[FLINK-2138] Added custom partitioning to DataStream #872

gaborhermann · 2015-06-26T16:36:09Z

Custom partitioning added to DataStream in order to be more consistent with the batch API.

gyfora · 2015-06-26T18:55:31Z

Wouldn't it make sense to implement custom partitioning in a way that it allows to return a array of indexes like in the ChannelSelector interface? Returning only 1 index limits the partitioning very much.

Maybe the users could implement a ChannelSelector and we would wrap that.

gaborhermann · 2015-06-27T17:12:48Z

I guess it is easier for the users to understand and partitioning to multiple channels at a time is rarely needed. Is there a use-case where it is needed?

It should be consistent with the batch API in my opinion. Let's start a discussion about this if we would like to change the custom partitioning.
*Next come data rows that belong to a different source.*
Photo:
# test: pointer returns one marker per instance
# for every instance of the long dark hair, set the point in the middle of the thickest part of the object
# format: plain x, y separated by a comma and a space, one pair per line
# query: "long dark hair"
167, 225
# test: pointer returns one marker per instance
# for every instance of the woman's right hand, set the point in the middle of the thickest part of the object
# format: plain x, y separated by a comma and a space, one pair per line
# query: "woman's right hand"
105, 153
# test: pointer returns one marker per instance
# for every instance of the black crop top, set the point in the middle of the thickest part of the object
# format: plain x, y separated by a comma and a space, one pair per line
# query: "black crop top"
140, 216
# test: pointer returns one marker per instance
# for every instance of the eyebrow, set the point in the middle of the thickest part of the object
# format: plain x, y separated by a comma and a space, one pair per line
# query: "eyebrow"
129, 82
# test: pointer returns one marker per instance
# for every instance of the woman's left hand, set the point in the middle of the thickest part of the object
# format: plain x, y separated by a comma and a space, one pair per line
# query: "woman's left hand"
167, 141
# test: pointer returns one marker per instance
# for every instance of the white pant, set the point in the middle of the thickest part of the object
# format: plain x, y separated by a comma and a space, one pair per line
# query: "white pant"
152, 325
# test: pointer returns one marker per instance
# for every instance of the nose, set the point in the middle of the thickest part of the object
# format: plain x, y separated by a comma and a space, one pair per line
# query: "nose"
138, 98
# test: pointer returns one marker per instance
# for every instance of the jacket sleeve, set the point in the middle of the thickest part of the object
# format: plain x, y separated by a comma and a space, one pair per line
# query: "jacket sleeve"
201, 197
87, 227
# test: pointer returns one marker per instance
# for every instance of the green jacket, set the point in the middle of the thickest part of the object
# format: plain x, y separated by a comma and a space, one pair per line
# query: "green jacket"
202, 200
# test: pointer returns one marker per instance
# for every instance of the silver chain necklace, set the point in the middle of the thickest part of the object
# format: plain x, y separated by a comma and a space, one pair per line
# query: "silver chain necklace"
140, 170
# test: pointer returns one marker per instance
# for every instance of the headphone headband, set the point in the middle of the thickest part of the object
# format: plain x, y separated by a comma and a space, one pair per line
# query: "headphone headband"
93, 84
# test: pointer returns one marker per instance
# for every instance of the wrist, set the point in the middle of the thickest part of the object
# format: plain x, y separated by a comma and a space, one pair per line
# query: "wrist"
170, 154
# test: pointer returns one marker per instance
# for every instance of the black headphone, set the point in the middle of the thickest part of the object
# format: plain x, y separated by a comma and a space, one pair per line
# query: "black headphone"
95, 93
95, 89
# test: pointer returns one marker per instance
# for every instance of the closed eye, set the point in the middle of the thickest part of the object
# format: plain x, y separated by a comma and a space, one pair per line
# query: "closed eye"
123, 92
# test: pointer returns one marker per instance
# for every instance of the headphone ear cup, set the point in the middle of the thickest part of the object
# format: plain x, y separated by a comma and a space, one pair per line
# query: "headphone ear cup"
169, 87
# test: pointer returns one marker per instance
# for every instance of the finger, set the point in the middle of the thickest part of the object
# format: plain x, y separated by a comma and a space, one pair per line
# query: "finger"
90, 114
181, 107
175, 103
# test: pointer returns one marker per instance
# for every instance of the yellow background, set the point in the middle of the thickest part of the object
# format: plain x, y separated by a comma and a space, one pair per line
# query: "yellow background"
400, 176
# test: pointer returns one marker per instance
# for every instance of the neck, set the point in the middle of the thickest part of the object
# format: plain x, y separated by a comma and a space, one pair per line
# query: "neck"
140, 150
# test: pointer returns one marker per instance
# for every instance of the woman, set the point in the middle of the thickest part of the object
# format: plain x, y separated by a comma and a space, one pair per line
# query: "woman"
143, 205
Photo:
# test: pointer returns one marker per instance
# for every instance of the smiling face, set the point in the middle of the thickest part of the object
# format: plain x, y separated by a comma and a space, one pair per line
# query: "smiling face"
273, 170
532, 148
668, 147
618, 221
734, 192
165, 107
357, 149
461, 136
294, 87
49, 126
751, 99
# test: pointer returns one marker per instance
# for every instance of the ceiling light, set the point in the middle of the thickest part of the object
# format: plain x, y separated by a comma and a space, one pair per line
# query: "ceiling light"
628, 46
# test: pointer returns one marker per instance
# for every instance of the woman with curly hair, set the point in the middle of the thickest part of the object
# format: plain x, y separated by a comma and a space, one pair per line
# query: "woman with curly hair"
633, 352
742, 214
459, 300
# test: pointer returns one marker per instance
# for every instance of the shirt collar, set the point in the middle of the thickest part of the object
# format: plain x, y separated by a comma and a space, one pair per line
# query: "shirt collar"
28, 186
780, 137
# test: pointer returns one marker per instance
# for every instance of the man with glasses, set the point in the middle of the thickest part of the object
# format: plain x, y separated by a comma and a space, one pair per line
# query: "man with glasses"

gyfora · 2015-06-27T17:30:55Z

I think I could find several use cases if I wanted to :) For example I would often like to broadcast some model information to many downstream operators at once. (not exactly broadcast ,maybe only to a couple of them)

Also even this does not give full flexibility. Imagine a scenario where I have a self loop, and I want to send something to all others (except myself), to do this I would also need to know my own channel index...

StephanEwen · 2015-06-29T08:45:39Z

I actually like this approach. We had the same discussion for the batch API and resolved to this, because:

You can always chain a FlatMapFunction with a partitionCustom() request to solve all the above situations.
This interface allows easy Java8-lambda implementation and it works well with the type extraction.
It seems to cover the majority of cases more elegantly, as there is no need for array wrapping in the user code.

gaborhermann · 2015-06-29T12:53:41Z

By the way, in the Scala DataSet the user should specify the Java Partitioner[K] class. Wouldn't it be more convenient to wrap a function like (K, Int) => Int into a Partitioner[K] similarly to the KeySelector?

StephanEwen · 2015-06-29T12:57:20Z

In the batch API, equality of the partitioners is used to determine compatibility of the partitioning. This may at some point become interesting for the streaming API as well.

In any case, let's pick one of the two variants (function of partitioner implementation). Overloading the methods too much with equally powerful variants inevitable confuses users.

gaborhermann · 2015-06-29T13:58:06Z

I'd prefer the function implementation (like (K, Int) => Int), but it should stay consistent with the batch API. I don't see why the wrapping would effect the compatibility checking of the partitioning.

Is it okay, if I change it to the function implementation in both (Scala batch, Scala streaming) APIs? If not, then let's just stick with the partitioner implementation in the APIs.

StephanEwen · 2015-06-29T14:42:56Z

I am confused now, what is it going to be?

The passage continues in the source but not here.